$\langle X,S^1\rangle\to H^1(X;\Bbb Z)$ is an isomorphism

Question

(Hatcher exercise 4.3.2) Show that the group structure on $S^1$ coming from multiplication in $\Bbb C$ induces a group structure on $\langle X,S^1\rangle$ such that the bijection $\langle X,S^1\rangle\to H^1(X;\Bbb Z)$ of theorem 4.57 is an isomorphism.

Theorem 4.57 : there is a bijection $T:\langle X,S^1\rangle\to H^1(X;\Bbb Z)$ by $[f]\mapsto f^*(\alpha)$ where $\alpha\in H^1(S^1;\Bbb Z)$ is a generator.

I can define the group structure on $\langle X,S^1\rangle$ by defining $(f+g)(x):=f(x)\cdot g(x)$ where $f,g\in\langle X,S^1\rangle$. To show $T$ is an isomorphism, I need to show $f^*(\alpha)+g^*(\alpha) = (f+g)^*(\alpha)$. $f^*(\alpha)+g^*(\alpha) = [\alpha\circ f]+[\alpha\circ g] = [\alpha\circ f+\alpha\circ g]$ and $(f+g)^*(\alpha) = [\alpha\circ (f+g)] = [\alpha\circ (f\cdot g)]$. I can't see why $[\alpha\circ f+\alpha\circ g] = [\alpha\circ (f\cdot g)]$. Could you help?
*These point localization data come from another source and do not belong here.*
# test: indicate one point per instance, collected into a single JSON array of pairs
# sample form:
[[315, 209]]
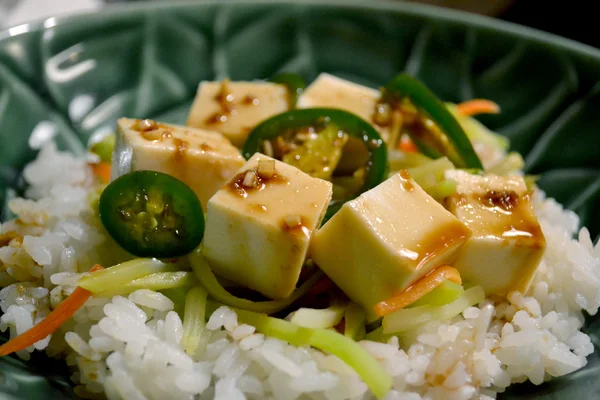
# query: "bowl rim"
[[415, 9]]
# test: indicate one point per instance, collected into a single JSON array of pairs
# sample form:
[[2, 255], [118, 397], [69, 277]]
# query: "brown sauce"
[[257, 208], [144, 125], [439, 241], [296, 230], [180, 148], [227, 105], [259, 183], [505, 199], [509, 216], [406, 181]]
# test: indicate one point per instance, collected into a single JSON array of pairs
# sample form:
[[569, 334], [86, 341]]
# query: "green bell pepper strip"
[[209, 281], [295, 86], [404, 85], [346, 349], [376, 168]]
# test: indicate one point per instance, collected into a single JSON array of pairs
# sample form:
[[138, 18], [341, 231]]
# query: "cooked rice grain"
[[130, 347]]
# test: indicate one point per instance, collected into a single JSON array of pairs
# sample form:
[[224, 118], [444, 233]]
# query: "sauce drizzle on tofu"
[[247, 182], [226, 101]]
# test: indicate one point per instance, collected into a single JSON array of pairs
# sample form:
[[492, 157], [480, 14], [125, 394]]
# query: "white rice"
[[129, 348]]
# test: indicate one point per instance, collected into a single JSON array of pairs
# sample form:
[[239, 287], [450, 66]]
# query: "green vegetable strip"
[[376, 168], [314, 318], [218, 292], [295, 86], [111, 279], [377, 335], [512, 163], [404, 85], [193, 320], [178, 297], [349, 351], [104, 148], [410, 318], [354, 321], [156, 282]]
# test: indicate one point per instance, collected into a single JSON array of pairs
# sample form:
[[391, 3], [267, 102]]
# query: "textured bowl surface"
[[71, 79]]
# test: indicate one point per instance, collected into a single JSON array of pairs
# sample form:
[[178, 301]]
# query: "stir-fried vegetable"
[[353, 126], [315, 318], [209, 281], [410, 318], [158, 281], [295, 86], [113, 278], [447, 292], [194, 339], [441, 135], [151, 214], [101, 171], [477, 106], [320, 153], [349, 351], [418, 289], [104, 148], [354, 321], [430, 176], [51, 323]]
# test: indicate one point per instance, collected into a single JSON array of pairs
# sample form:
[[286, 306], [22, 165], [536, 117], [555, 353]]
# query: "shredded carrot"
[[418, 289], [407, 145], [51, 323], [478, 106], [101, 171]]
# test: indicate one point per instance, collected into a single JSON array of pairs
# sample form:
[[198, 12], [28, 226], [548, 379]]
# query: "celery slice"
[[354, 321], [444, 294], [194, 339], [314, 318], [208, 279], [156, 282], [111, 279], [410, 318], [349, 351]]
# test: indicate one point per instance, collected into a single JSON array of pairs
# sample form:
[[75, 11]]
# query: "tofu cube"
[[202, 159], [259, 225], [385, 240], [507, 243], [235, 108]]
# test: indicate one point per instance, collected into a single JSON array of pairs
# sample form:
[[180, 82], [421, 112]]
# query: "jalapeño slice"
[[151, 214]]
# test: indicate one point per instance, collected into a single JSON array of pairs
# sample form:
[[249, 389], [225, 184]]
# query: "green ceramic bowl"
[[71, 78]]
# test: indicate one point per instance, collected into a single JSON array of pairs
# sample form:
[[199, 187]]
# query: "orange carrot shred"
[[407, 145], [478, 106], [52, 322], [418, 289], [101, 171]]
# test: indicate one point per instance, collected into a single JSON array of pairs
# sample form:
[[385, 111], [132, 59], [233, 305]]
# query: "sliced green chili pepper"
[[319, 156], [452, 141], [352, 125], [295, 86], [209, 281], [151, 214]]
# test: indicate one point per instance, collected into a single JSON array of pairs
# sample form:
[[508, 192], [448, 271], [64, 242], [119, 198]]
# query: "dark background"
[[573, 19]]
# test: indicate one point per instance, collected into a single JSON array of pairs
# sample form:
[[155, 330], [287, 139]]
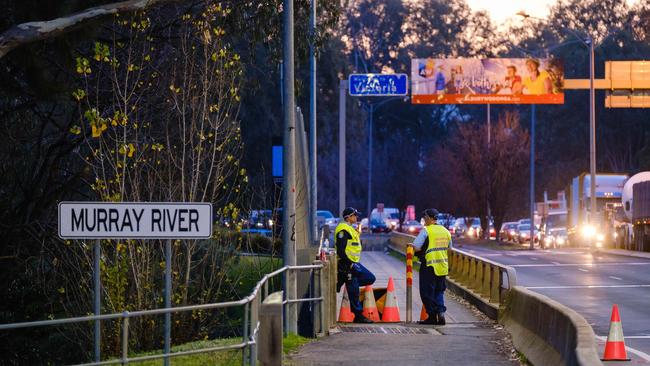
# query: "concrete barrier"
[[543, 330], [547, 332]]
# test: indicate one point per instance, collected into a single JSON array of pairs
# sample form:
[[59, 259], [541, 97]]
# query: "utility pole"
[[313, 183], [342, 88], [489, 185], [371, 110], [592, 133], [532, 176], [288, 167]]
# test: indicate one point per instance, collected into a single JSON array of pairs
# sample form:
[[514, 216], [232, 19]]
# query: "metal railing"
[[487, 279], [250, 326]]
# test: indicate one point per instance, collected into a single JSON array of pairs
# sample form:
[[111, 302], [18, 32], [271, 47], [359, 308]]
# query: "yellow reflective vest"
[[353, 246], [436, 254]]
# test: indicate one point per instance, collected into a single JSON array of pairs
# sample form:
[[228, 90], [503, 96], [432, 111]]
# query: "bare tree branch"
[[37, 31]]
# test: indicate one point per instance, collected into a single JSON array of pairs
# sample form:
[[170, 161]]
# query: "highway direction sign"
[[135, 220], [377, 85]]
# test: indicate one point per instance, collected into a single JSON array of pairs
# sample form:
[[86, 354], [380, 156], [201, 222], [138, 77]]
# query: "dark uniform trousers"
[[432, 290]]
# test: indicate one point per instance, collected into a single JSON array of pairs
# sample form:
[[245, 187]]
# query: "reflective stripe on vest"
[[436, 254], [353, 245]]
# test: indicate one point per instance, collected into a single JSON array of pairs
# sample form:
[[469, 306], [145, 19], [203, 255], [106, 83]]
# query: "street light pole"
[[288, 171], [532, 176], [312, 123], [370, 112], [592, 133]]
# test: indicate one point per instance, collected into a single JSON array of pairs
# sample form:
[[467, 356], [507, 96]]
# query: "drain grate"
[[384, 330]]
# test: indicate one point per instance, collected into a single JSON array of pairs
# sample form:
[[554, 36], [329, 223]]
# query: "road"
[[590, 283]]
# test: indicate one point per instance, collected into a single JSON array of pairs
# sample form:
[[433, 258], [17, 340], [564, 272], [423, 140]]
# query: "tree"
[[473, 173]]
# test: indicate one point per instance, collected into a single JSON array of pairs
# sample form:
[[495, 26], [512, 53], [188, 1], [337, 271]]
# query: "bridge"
[[498, 301]]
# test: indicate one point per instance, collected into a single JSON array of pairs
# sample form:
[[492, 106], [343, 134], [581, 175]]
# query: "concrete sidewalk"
[[468, 338]]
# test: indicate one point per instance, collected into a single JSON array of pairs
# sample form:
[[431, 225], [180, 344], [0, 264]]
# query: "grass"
[[221, 358]]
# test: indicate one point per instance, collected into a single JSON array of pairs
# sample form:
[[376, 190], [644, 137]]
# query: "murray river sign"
[[135, 220]]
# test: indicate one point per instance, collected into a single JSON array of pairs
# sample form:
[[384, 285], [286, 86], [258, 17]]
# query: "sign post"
[[134, 220], [378, 85]]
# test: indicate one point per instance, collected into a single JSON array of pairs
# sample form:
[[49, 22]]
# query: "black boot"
[[440, 319], [360, 318]]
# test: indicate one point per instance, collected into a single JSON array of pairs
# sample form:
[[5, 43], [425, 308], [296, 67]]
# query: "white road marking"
[[583, 286], [642, 355], [581, 264]]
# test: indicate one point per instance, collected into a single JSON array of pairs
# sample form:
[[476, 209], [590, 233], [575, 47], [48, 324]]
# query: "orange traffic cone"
[[345, 314], [391, 310], [369, 305], [423, 313], [615, 346]]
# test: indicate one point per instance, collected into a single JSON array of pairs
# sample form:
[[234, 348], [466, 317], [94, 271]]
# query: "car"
[[508, 230], [523, 234], [379, 224], [259, 219], [458, 228], [475, 229], [363, 224], [390, 214], [325, 217], [556, 238], [412, 227]]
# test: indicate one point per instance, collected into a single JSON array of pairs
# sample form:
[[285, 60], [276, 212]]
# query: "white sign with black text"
[[135, 220]]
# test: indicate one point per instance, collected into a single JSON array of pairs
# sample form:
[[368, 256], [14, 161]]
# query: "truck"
[[554, 220], [634, 233], [593, 228]]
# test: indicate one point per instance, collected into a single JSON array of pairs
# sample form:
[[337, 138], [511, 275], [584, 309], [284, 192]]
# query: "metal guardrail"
[[487, 279], [250, 325]]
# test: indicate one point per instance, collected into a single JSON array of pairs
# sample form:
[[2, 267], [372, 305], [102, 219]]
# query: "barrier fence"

I found some similar post but it's really talking about the group structure not isomorphism.

Answer 1

Let $f\times g\colon X\to T^2$ denote the map sending $x\mapsto (f(x),g(x))$. Let $m\colon T^2 \to S^1$ map $(a,b)\mapsto ab$ where $a,b$ are unit complex numbers.

Then as you have defined it, $f+g=m\circ (f\times g)$.
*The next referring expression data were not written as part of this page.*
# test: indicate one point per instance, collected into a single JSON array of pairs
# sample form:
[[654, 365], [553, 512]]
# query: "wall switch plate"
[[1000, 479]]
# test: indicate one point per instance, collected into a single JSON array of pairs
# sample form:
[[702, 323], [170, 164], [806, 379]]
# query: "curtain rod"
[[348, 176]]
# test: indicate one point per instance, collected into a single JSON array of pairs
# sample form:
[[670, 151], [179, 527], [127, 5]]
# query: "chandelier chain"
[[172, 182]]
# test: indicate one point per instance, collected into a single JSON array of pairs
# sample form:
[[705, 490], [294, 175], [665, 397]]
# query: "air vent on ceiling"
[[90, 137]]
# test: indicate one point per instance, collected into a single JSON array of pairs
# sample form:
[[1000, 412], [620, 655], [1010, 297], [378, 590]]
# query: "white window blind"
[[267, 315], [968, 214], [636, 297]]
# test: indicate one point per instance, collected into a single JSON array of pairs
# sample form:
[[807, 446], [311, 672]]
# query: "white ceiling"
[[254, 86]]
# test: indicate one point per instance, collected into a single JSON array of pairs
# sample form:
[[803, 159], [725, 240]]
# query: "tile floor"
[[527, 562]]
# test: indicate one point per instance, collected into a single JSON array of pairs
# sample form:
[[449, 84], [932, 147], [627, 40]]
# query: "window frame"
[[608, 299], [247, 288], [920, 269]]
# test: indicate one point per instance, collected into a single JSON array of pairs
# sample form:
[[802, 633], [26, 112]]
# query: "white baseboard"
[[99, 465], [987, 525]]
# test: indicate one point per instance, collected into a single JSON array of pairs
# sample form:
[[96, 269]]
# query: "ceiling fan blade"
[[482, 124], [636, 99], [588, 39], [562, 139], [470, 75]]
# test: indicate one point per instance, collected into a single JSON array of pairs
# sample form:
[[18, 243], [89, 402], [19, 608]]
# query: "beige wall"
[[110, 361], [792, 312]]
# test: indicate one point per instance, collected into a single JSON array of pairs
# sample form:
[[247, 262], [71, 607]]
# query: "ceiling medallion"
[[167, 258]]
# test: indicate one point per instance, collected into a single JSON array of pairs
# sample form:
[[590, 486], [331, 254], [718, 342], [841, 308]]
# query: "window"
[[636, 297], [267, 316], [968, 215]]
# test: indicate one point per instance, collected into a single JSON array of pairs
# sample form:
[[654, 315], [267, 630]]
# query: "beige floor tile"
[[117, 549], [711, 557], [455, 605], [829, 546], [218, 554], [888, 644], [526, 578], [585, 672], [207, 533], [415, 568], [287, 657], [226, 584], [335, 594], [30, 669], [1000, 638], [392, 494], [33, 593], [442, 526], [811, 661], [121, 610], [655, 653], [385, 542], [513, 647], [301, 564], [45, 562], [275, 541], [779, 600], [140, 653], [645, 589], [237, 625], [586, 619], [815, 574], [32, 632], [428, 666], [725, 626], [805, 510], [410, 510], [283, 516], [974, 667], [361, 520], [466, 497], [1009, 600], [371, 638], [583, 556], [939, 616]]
Thus $(f+g)^*(\alpha)=(f\times g)^* m^*(\alpha)$.

Let $p_1,p_2$ be projections $T^2\to S^1$ onto the first and second factors. Then $p_1(f\times g)=f$ and $p_2(f\times g)=g$.
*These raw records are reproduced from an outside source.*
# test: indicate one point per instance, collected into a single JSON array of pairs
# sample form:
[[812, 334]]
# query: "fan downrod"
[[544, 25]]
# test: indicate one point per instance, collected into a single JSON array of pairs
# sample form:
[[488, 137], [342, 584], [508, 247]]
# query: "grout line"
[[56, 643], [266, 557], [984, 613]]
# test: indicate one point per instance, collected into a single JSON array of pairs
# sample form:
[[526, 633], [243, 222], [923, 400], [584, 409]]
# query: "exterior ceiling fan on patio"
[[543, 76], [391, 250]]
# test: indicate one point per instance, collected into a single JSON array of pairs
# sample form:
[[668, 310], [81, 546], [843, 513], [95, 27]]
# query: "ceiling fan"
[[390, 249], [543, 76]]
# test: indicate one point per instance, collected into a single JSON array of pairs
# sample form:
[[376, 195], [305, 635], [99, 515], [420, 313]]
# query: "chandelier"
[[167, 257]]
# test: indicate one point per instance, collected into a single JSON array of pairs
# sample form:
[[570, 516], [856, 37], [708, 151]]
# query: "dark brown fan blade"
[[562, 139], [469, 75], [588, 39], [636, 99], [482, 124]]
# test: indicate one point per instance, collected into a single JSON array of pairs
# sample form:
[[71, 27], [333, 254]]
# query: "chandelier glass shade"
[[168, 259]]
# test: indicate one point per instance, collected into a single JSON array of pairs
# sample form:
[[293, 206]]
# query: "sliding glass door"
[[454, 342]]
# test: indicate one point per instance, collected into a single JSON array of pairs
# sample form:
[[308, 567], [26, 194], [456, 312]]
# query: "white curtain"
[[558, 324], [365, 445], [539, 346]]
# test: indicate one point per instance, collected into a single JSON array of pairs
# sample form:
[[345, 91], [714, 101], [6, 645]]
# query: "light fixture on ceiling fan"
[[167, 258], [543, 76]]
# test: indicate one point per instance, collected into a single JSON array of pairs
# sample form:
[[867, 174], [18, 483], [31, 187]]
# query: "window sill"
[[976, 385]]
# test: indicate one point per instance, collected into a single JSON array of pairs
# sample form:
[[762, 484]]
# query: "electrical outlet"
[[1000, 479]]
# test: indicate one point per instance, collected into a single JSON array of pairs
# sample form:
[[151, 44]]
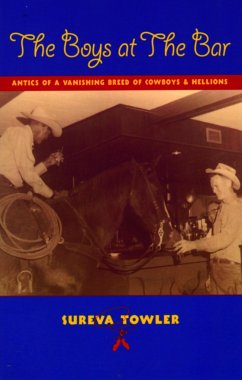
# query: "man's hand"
[[54, 159], [60, 194], [183, 246]]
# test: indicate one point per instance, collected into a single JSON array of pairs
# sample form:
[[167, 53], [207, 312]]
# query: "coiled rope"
[[37, 248]]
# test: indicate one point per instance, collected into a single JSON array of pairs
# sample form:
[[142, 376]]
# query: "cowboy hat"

Lemma We have $m^*(\alpha)=p_1^*(\alpha)+p_2^*(\alpha)\in H^1(T^2)$.

Proof: Note that $m$ maps a loop in $T^2$ going once round the first factor of $S^1$ to a loop going once round $S^1$. Similarly it maps a loop in $T^2$ going once round the second factor of $S^1$ to a loop going once round $S^1$.

Thus if a loop in $T^2$ goes $a$ times round the first factor of $S^1$ and $b$ times round the second factor of $S^1$, then $m^*(\alpha)$ will take the loop to one going $a+b$ times round $S^1$, and measure it against $\alpha$.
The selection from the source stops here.